In this episode, I’ll discuss tranexamic acid for controlling iatrogenic bleeding during flexible bronchoscopy.
While pharmacists are not typically present when a bronchoscopy takes place, medications are involved both to help the patient tolerate the procedure and to address issues that come up as a result of the procedure. One such complication of flexible bronchoscopy is bleeding. The typical first-line treatment for iatrogenic bleeding from bronchoscopy is to apply cold saline through the center channel of the bronchoscope to achieve hemostasis. When this is not effective, epinephrine is usually applied in the same manner using a few milliliters of a 1:10000 solution.
A group of researchers published in the journal Chest a cluster-randomized, double blind, single center trial comparing epinephrine with tranexamic acid for the treatment of iatrogenic bleeding after flexible bronchoscopy.
Patients who experienced bleeding first received the standard application of 5 mL cold saline up to 3 times and if hemostasis was not achieved, they received up to 3 more applications of either 0.2 mg of epinephrine or 100 mg of tranexamic acid. The protocol did allow for crossover to the opposite group if those 3 applications were ineffective.
130 patients were split evenly between the groups. The exact same number of patients in each group (83%) achieved hemostasis. The mean number of applications for both groups was 1.8 before hemostasis was achieved, and the severity of bleeding was similar between groups. The tranexamic acid group had numerically superior results in the cohort of patients with severe bleeding, but this was not statistically significant.
The authors did not observe any adverse events in either group that were judged to be drug-related.
The authors concluded:
We found no significant difference between adrenaline and TXA for controlling non-catastrophic iatrogenic endobronchial bleeding after cold saline failure, adding to the body of evidence that TXA can be used safely and effectively during FB.
This study is likely going to prompt pulmonologists to seek the inclusion of tranexamic acid on bronchoscopy carts so that it is available if needed during a procedure. The study did not analyze the cost differences between the two groups and it is likely that tranexamic acid would prove to be more expensive than epinephrine. Given equal efficacy and adverse event rates, a preference should be given to the less expensive medication however the stocking of tranexamic acid on bronchoscopy carts may still be justified.

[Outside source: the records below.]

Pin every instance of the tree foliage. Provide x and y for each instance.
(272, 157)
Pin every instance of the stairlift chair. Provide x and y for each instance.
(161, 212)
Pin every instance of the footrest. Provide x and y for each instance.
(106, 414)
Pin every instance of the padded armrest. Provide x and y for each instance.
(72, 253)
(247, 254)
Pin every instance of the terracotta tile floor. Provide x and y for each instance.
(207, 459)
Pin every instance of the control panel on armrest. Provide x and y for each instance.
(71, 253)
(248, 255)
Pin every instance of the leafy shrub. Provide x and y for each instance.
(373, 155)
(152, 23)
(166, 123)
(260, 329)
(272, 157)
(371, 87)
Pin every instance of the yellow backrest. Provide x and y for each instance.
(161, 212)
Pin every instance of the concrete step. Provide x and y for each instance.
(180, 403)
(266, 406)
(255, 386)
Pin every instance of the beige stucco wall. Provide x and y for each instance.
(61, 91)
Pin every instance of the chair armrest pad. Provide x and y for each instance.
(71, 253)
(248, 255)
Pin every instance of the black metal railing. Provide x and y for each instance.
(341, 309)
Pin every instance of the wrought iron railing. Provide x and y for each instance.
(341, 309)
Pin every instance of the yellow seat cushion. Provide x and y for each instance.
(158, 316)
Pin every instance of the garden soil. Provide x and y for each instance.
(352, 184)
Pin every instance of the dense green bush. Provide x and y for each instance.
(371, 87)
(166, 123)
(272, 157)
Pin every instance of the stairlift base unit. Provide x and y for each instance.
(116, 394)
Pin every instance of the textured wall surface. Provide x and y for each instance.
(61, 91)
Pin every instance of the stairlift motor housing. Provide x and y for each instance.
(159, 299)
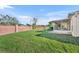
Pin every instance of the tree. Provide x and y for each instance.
(34, 23)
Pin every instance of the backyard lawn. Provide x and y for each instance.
(38, 41)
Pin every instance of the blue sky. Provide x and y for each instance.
(44, 13)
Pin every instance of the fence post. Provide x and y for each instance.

The study protocol did allow crossover between groups if 3 applications of the study medication did not control the bleeding. In the 11 patients in the study who had tranexamic acid used after the failure of 3 applications of cold saline and 3 applications of epinephrine, 100% of these patients achieved hemostasis. This is a small number of patients and it is not clear if it represents a synergy between epinephrine and tranexamic acid, but it does seem to justify having both medications readily available for the treatment of iatrogenic bleeding after flexible broncoscopy.